Überraschend gut hingehen funktionieren die Darsteller. Machine Gun Kelly als Tommy Lee ist herrlich bescheuert und nennt jeden (auch Frauen) nur „Dude“. Douglas Booth als Nikki Sixx spielt hübsch selbstreflektierend und Iwan Rheon (bekannt aus „Game of Thrones“ und dem für „The Dirt“ passenderen „Misfits“) gibt einen genial grummeligen und in sich gekehrten Mick Mars. Man möchte fast meinen er ist am ehesten am Original dran. Daniel Webber als Vince Neil hat den schwersten Stand. Ihm fehlt es bis zu den weiter oben erwähnten starken Szenen lange Zeit an Substanz. Doch dann schafft er es auch noch der Rolle seinen Stempel aufzudrücken. David Costabile macht ebenfalls viel Spaß als sich die Haare raufender Doc McGhee. Ach und dann ist da ja noch Tony Cavalero als Ozzy Osbourne. Absolut abgedrehter Auftritt und direkt aus dem Buch. Was will man mehr?
Fazit
Für jeden echten Mötley Crüe Fan ist es einfach toll, dass es „The Dirt“ nach vielen Jahren im Produktionslimbo wirklich noch zu einem Film geschafft hat. Seine kaputten Helden die man im Buch mehr als einmal abgefeiert hat in Fleisch und Blut zu sehen, kann man nicht ersetzen.
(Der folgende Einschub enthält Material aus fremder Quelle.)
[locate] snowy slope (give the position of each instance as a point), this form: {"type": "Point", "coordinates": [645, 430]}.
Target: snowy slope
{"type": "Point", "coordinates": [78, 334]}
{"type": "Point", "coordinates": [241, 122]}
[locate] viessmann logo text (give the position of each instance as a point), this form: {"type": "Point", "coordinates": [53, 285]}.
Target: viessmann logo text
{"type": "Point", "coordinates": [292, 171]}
Leider ist „The Dirt“ etwas kurz und wirkt daher nicht immer aus einem Guss. Vielleicht wäre eine rotzige Mini-Serie noch besser gewesen aber es wäre auch ein noch größeres Wagnis für Netflix gewesen. Man muss in jedem Fall dankbar sein, dass hier keine Kinderversion versucht wurde. Wenn das bei der Geschichte von Mötley Crüe überhaupt möglich wäre. Allen in allem ist „The Dirt“ eine verdammt unterhaltsame, kurzweilige Bandhistorie im Schnelldurchlauf die viel fürs Auge bietet und, wie schon das Buch, zwischen Glorifizierung und Nase rümpfen hin und her schwankt.